E como forma de efetivar tais garantias, a Lei nº 8.069/90 (Estatuto da Criança e do Adolescente) prevê a criação de Conselhos Municipais dos Direitos da Criança e do Adolescente e a manutenção de Fundos Municipais dos Direitos da Criança e do Adolescente, conforme se lê no art. 88 do referido diploma legal:

 

Art. 88. São diretrizes da política de atendimento:

II - criação de conselhos municipais, estaduais e nacional dos direitos da criança e do adolescente, órgãos deliberativos e controladores das ações em todos os níveis, assegurada a participação popular paritária por meio de organizações representativas, segundo leis federal, estaduais e municipais;

IV - manutenção de fundos nacional, estaduais e municipais vinculados aos respectivos conselhos dos direitos da criança e do adolescente;

 

O Estatuto da Criança e do Adolescente (ECA) e a Resolução do Conselho Nacional dos Direitos da Criança e do Adolescente (CONANDA) nº 105/2005 regram a atuação do Fundo, com o objetivo de assegurar ações de atendimento a crianças e adolescentes em áreas prioritárias por meio de receita vinculada aos seus objetivos e a sua finalidade, sendo a forma de aplicação dos recursos determinada pelos Conselhos Municipais.

 

Neste sentido, é necessária a elaboração do Plano de Ação e a posterior aprovação do Plano de Aplicação para operacionalizar a atuação do referido Fundo.

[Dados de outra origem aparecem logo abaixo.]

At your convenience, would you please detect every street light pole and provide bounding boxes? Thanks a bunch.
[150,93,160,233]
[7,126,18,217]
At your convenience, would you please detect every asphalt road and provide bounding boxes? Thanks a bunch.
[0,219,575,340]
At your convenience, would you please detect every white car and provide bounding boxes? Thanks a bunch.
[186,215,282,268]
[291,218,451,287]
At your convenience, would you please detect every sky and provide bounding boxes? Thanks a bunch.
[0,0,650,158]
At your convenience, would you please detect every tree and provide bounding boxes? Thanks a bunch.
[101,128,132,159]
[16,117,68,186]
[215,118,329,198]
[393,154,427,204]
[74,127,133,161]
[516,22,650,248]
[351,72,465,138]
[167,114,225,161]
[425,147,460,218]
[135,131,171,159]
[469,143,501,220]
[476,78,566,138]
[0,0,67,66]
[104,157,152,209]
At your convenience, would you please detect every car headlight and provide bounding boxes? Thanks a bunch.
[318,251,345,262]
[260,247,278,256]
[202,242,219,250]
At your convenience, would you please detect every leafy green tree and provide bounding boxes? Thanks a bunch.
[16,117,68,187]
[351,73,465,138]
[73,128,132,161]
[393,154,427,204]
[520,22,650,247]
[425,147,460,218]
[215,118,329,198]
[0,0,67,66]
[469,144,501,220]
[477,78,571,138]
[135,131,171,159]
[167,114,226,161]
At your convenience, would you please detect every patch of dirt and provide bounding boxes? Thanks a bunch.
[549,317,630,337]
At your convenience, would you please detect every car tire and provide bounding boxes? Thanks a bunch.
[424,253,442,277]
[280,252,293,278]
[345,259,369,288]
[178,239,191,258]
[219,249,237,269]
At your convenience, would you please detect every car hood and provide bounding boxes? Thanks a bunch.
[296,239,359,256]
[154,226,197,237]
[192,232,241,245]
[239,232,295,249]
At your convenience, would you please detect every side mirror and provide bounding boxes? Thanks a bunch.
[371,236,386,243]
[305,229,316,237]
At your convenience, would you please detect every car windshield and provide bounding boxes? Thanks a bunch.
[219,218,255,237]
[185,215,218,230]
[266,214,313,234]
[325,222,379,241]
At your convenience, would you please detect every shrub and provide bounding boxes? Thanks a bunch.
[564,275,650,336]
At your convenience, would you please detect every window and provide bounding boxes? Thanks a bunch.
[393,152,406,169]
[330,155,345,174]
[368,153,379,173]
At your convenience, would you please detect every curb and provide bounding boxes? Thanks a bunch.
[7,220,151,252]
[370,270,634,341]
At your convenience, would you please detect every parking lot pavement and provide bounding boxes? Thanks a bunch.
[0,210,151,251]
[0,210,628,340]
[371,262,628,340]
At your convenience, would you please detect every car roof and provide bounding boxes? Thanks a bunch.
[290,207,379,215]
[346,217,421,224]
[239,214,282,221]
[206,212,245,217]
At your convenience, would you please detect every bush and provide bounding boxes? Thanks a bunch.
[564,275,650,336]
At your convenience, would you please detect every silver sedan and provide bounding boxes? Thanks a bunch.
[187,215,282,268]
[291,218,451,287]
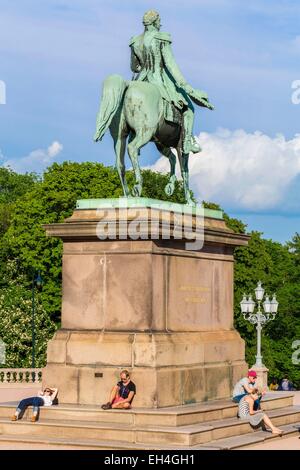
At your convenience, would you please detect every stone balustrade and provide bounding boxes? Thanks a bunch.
[0,368,43,387]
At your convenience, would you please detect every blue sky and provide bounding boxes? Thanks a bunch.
[0,0,300,241]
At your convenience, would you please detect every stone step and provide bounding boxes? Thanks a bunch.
[194,421,300,450]
[0,434,216,451]
[0,421,300,451]
[0,392,293,427]
[0,406,300,446]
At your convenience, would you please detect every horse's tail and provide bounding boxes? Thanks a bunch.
[94,75,128,142]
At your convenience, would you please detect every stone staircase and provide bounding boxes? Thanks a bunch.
[0,392,300,450]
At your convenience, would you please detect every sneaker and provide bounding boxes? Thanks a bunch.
[101,401,111,410]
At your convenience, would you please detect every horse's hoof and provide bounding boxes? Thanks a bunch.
[165,183,175,196]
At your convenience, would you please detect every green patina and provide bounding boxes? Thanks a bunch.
[76,197,223,220]
[94,10,213,205]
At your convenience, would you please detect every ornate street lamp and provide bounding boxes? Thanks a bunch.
[240,281,278,368]
[31,271,43,369]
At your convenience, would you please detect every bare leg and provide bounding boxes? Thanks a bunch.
[109,385,119,403]
[112,401,131,410]
[263,414,283,434]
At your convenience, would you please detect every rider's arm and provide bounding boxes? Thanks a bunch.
[161,41,189,90]
[130,47,141,73]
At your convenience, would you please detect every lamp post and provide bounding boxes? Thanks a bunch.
[31,271,43,369]
[240,281,278,368]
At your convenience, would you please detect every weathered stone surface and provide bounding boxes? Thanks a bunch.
[44,208,247,408]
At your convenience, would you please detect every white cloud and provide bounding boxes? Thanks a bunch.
[151,129,300,211]
[1,140,63,173]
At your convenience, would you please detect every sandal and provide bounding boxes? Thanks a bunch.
[101,401,111,410]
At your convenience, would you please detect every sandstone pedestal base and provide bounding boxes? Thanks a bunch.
[43,198,248,408]
[43,330,247,408]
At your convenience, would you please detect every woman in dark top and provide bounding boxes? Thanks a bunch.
[101,370,136,410]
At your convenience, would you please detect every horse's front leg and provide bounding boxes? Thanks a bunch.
[115,137,130,197]
[177,149,196,206]
[127,129,153,197]
[110,113,130,197]
[156,144,176,196]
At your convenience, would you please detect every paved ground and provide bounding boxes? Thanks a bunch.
[0,386,300,450]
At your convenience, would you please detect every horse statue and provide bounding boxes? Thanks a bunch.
[94,10,213,205]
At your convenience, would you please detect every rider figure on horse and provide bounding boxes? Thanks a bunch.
[129,10,213,154]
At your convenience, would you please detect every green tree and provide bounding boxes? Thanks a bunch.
[0,261,57,367]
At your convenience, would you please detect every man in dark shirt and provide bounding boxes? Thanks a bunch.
[101,370,136,410]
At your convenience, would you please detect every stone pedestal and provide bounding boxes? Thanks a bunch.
[251,364,269,390]
[43,198,248,408]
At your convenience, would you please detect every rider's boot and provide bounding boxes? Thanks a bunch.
[182,135,201,153]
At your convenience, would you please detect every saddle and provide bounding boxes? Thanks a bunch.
[163,100,182,125]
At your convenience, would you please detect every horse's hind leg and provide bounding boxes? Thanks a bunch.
[177,148,195,206]
[115,137,130,197]
[127,129,154,196]
[155,143,176,196]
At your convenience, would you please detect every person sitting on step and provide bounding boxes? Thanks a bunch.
[238,388,283,434]
[11,387,58,423]
[101,370,136,410]
[232,370,265,410]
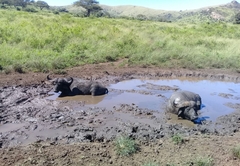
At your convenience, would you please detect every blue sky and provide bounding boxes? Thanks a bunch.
[45,0,231,10]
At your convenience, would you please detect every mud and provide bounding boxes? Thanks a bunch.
[0,63,240,165]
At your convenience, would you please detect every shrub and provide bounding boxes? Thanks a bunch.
[193,157,214,166]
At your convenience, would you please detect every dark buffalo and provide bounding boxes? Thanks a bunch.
[47,75,108,97]
[167,91,202,121]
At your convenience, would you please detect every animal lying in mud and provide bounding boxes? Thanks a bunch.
[47,75,108,97]
[167,91,202,121]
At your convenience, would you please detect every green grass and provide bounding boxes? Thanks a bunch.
[232,145,240,159]
[0,9,240,72]
[115,136,137,156]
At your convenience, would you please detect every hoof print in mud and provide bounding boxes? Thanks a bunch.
[47,75,108,97]
[167,91,202,121]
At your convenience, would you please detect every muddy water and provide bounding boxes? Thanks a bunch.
[50,79,240,121]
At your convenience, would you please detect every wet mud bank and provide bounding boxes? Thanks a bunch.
[0,72,240,148]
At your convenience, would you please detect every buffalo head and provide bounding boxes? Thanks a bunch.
[47,75,73,93]
[175,101,198,121]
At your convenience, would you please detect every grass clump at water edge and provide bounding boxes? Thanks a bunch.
[232,145,240,159]
[115,136,137,156]
[172,134,184,145]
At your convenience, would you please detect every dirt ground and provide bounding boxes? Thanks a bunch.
[0,62,240,166]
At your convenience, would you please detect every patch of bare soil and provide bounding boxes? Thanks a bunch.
[0,133,240,166]
[0,62,240,166]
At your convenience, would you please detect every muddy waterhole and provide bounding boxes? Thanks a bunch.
[47,78,240,121]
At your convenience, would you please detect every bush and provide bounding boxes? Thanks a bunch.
[23,7,38,13]
[193,157,214,166]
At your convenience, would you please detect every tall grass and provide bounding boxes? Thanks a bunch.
[0,10,240,71]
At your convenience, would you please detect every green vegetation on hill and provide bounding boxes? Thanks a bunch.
[0,10,240,72]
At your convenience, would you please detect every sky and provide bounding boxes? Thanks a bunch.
[44,0,231,10]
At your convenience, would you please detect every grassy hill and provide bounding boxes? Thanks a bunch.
[49,1,240,22]
[0,9,240,73]
[101,1,240,22]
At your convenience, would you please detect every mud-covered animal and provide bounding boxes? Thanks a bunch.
[167,91,202,121]
[47,75,108,97]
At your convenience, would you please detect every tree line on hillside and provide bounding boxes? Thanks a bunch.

Analisando o caso em tela, observa-se que a despesa do Fundo Municipal dos Direitos da Criança e do Adolescente (Unidade Orçamentária) representa 0,05% da despesa total realizada pela Prefeitura Municipal.

 

A nominata e os atos de posse dos Conselheiros do Conselho Municipal dos Direitos da Criança e do Adolescente estão devidamente acostados aos autos.

 

A remuneração dos Conselheiros Tutelares foi arcada pela Prefeitura Municipal.

 

Verifica-se, no entanto, que a Unidade Gestora não encaminhou os Planos de Ação e de Aplicação, caracterizando descumprimento ao disposto no art. 260, § 2º, do ECA e art. 1º, da Resolução do CONANDA nº 105/2005.

 

Nesse sentido, deve a Prefeitura Municipal de Navegantes adotar as medidas necessárias visando corrigir as incorreções acima anotadas.

 

4. CONCLUSÃO

Analisando ainda, a gestão orçamentária, financeira e patrimonial constante do Relatório Técnico da DMU/TCE, entendemos que o Balanço Geral do Município de Navegantes representa de forma adequada a posição financeira, orçamentária e patrimonial, assim como não há registro de fatos relevantes que possam comprometer os princípios fundamentais da contabilidade aplicados a administração pública.

 


Ante o exposto, concluo sugerindo que o eminente Relator possa propor ao Egrégio Tribunal Pleno, que recomende à Câmara Municipal, a APROVAÇÃO das contas do exercício de 2010 da Prefeitura Municipal de Navegantes, com fundamento nos artigos 53 e 54 da Lei Complementar nº. 202/2000.

 

 

Florianópolis, 17 de outubro de 2011.